Now, assuming your scratch server is running on port 8080, you can try out the meal on your server:
http://localhost:8080/dbpdf/?xslt
Some quick things to notice (I hope to fill out this section soon with more juicy detail):
- title-index.dd demonstrates a very rough approach to indexing. It indexes all title and para elements in the docbook in RDF using the http://uche.ogbuji.net/etc/021027/content RDF predicate.
- search-handler.xslt demonstrates the use of this index to drive a search engine of the docbook documents in the demo
- listing.xslt is a handy general template for XSLT scripts that operate on a container listing. Just import this script and define your own "handle-item" template.

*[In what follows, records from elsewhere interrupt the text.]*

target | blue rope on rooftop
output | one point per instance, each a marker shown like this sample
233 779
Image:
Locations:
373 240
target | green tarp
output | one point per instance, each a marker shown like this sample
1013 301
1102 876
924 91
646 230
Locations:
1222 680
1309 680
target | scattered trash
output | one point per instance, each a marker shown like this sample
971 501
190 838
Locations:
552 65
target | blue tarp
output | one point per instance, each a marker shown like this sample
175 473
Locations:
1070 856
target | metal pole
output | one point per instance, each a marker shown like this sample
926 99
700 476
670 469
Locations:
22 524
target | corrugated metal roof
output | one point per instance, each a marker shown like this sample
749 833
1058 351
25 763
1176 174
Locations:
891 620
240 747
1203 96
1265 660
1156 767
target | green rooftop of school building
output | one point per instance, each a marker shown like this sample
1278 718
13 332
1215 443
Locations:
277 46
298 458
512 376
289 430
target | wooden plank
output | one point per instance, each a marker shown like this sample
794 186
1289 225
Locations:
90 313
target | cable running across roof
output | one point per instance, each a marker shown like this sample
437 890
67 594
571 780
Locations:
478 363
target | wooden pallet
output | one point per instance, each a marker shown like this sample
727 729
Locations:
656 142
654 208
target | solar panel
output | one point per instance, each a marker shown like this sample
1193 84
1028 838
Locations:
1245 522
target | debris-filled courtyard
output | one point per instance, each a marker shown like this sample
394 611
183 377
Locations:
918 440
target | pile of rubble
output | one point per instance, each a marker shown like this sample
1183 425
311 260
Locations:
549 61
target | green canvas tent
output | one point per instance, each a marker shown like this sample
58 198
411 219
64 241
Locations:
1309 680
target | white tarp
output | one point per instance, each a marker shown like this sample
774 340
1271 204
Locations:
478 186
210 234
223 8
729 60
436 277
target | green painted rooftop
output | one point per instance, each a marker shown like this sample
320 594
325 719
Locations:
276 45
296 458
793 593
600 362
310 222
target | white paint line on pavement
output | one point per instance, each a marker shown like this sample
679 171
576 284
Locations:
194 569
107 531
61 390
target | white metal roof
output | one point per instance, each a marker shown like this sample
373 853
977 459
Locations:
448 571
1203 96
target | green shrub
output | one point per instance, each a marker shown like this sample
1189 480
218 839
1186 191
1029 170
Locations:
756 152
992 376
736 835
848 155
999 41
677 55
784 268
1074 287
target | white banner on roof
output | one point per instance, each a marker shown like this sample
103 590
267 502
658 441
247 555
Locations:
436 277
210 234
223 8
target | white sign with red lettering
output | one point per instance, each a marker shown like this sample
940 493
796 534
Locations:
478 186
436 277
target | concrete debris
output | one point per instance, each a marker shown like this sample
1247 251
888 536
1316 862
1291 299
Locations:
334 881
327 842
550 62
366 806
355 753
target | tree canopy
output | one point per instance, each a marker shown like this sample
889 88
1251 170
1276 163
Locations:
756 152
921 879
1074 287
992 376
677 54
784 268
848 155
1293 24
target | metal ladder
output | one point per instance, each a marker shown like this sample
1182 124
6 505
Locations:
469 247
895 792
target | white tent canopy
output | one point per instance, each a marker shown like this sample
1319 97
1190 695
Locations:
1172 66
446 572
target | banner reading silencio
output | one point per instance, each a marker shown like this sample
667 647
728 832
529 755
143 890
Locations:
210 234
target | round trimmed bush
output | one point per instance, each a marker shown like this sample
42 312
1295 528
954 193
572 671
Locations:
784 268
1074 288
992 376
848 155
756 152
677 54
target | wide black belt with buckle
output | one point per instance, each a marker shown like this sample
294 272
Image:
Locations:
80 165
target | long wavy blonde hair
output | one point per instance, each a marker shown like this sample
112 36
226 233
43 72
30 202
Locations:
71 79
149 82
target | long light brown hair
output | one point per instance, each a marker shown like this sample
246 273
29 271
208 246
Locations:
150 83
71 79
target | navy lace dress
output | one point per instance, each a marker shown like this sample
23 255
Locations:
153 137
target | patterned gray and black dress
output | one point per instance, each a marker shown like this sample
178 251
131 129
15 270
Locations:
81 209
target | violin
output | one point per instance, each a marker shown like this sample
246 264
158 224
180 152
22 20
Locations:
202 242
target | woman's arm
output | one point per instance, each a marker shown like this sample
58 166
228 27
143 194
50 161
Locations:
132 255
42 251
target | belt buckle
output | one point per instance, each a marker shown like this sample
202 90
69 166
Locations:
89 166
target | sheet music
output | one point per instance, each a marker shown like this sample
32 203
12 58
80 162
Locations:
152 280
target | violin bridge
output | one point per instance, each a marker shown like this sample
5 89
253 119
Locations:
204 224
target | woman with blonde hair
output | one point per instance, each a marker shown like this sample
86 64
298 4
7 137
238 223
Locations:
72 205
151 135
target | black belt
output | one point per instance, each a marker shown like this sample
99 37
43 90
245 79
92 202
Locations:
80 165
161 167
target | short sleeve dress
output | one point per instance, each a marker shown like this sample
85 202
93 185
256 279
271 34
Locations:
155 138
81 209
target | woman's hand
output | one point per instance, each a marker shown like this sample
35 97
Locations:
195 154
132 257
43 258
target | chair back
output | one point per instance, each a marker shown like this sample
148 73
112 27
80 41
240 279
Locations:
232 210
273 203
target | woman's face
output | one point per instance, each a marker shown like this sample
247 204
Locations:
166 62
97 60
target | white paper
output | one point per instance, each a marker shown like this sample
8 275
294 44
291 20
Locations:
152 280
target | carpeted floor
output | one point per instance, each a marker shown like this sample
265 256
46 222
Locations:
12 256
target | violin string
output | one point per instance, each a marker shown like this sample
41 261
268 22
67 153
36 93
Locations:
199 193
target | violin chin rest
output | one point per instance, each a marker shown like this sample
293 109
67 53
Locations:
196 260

- I could have generated the document index by RDF query rather than plumbing one container's metadata. The following XSLT snippet is an illustration:
<xsl:variable name="items" f:node-set="yes">
<frdf:versa-query query="distribute(type(d:ruledoc), '.', '.-dc:title->*')"/>
</xsl:variable>
<xsl:for-each select='$items/List/List'>
<LI>
<a href="{*[1]}?xslt=/sos/view-as-pdf.xslt"><xsl:value-of select="*[2]"/></a>
</LI>
</xsl:for-each>
...
- If you want to add documents beyond the basic three provided, you can simply drop in the docbook files and run "4ss install setup3.xml" again. Actually, this demo doesn't support proper docbook files because it does not install the DOcbook XML DTD into the repository. I omitted this as a simplification, although I have demonstrated a system based on full Docbook DTDs without much difficulty.
- view-as-pdf.xslt imports Docbook XSL and uses xsl:apply-imports to have that code process te source document. It uses exslt:document to write the resulting formatting objects document to the disk. exslt:document requires a proper URI, not just a regular OS path. f:ospath2uri and f:uri2ospath are useful extensions for going back and forth between these forms. Finally, it launches a sub-shell (f:system) to run FOP on the generated FO file. It reads back the generated PDF as a big string and feeds it to the browser.
- view-as-pdf.xslt reads the PDF file back from the file system as mock binary (ISO-8859-1), and then sends it as id to the browser by using ISO-8859-1 output encoding and the standard PDF media type. This is a naughty hack as the PDF file could contain characters illegal in XML, which, nevertheless, pass through the XSLT engine as is. Then again, one could argue this shouldn't bother anyone but strict XML lawyers.
If anyone has more cross-platform tips, or tips with using other PDF rendering tools in such fashion, please let me know.